If Amadou and Mariam’s last album felt like a shift in the couple’s career then Welcome to Mali feels like an even greater one. Someone who was disappointed by Dimanche à Bamako might have consoled herself by thinking that the album was a one-off, an aberration, a fling with Manu Chao that didn’t need to be repeated. “They’ll be back to normal after this,” that person might have said. “No more Chao, no more experiments.”

Then Welcome to Mali arrives and the person is stricken with horror. She writes angry letters to Nonesuch. She makes funeral pyres out of Wati. She tears her hair. She weeps. Her idols have collaborated madly again. Not with one person this time, but two, three, four, five. Damon Albarn! Rappers! The old Amadou and Mariam songcraft is there, but nearly everything on top of it is different. She decides that Dimanche à Bamako was not so bad after all. “At least there they only went in one new direction,” she says. “Here they change all the time.”

And I think: Well, why not? Let them change.

Which invites the retort: Fine, but why should we pay for it?

Welcome to Mali is something more than an experiment, and something less than a fully satisfying and coherent album. It has strengths and weaknesses. It is not entirely strong and not entirely weak. It is not entirely anything. The strength, as always, lies in the couple’s songwriting aptitude. If there is such a thing as a catchy-melody gene, then they were both born with it. They’ve been husband and wife for decades, their children are grown, but as soon as they stand in front of a microphone, then they’re young, happy, married just this afternoon, and fizzy with love. That hasn’t changed.

The opening song, “Sabali”, is the one they made with Albarn. Mariam sings, “Sabali, sabali”, her voice squeezed artificially up to a bat-squeak register, while a keyboard rolls and a drum machine goes pat-a-pat. Here are their trademarks: the melody that is simple yet affecting, the lyrics that are heartfelt yet banal, the mixture so apparently natural and unmeditated that it teeters on the brink of being too basic, too much like a nursery rhyme. “Sabali” had the effect on me of a super-sour sweet: pleasurable without being pleasant, a taste that I want to keep putting in my mouth even though I can’t quite explain why I want it there.

The album goes on. There are love songs. Amadou sings one of them in English, which turns out to be a mistake since banalities sound handsomer in French, the Malians’ default European language and the one they usually use in their lyrics. The kindest thing you can say about this is that he’s not alone.

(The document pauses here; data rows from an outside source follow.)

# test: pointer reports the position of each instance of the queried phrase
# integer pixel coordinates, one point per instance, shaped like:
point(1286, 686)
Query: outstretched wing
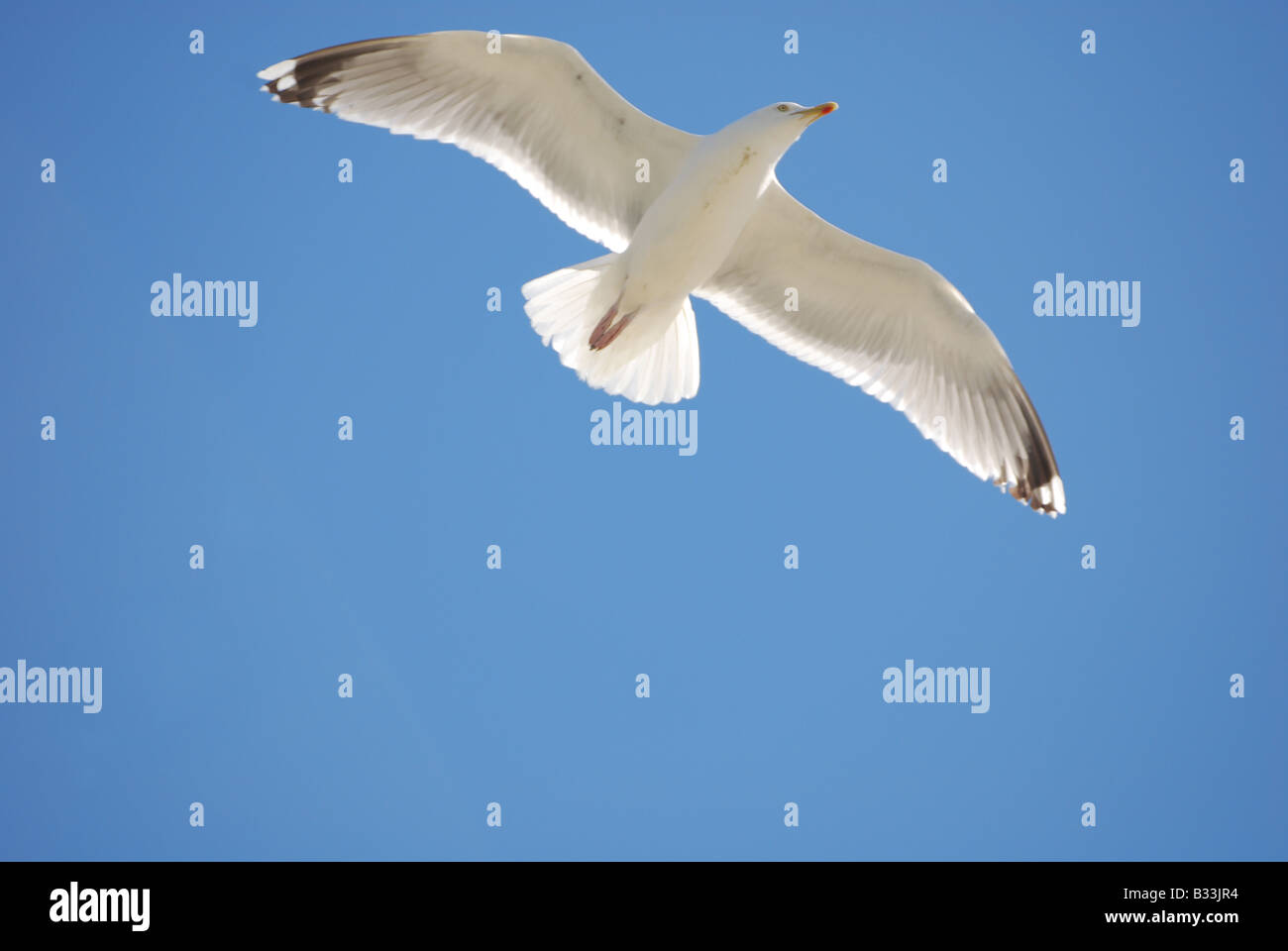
point(532, 107)
point(896, 328)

When the Canadian-Somalian rapper K’naan arrives to guest star on “Africa”, he invites Africa to go “up and down and round and round” until he stops sounding like a man paying tribute to a continent he loves and starts sounding like a grubby drunk trying to glom onto the nearest waitress before she throws him out.

We’re better off with the shuffling funk jog of “Djuru”, the trumpet-swing of “Compagnon de la Vie”, and with “Bozos”, in which the dry rasp of a ritti matches the same noise in the couple’s voices. The piano and violin that arrive during Amadou’s English-language song are awkward but interesting. This track is not the right place for them, but there’s no reason why this dabble with classical Western music shouldn’t be pushed farther in the future. The same goes for a lot of the things on Welcome to Mali. The album has the feel of a toe being dipped in the water.

Back in the 1990s, Amadou & Mariam launched themselves on a course of solid Mali-blues, pushing new things with each album, eventually planting themselves firmly and plateauing in goodness. Now they seem to be looking for ways to incorporate Western electronic pop — not the very mainstream, thrusting kind, but the offbeat sort that bubbles around the edges of things and attracts loving audiences on blogs runs by people who pride themselves on their ability to discover the unexpected. In the future, Welcome to Mali might look to us the way their 1998 Sou Ni Tile does now: A step on a journey, but not the end of it.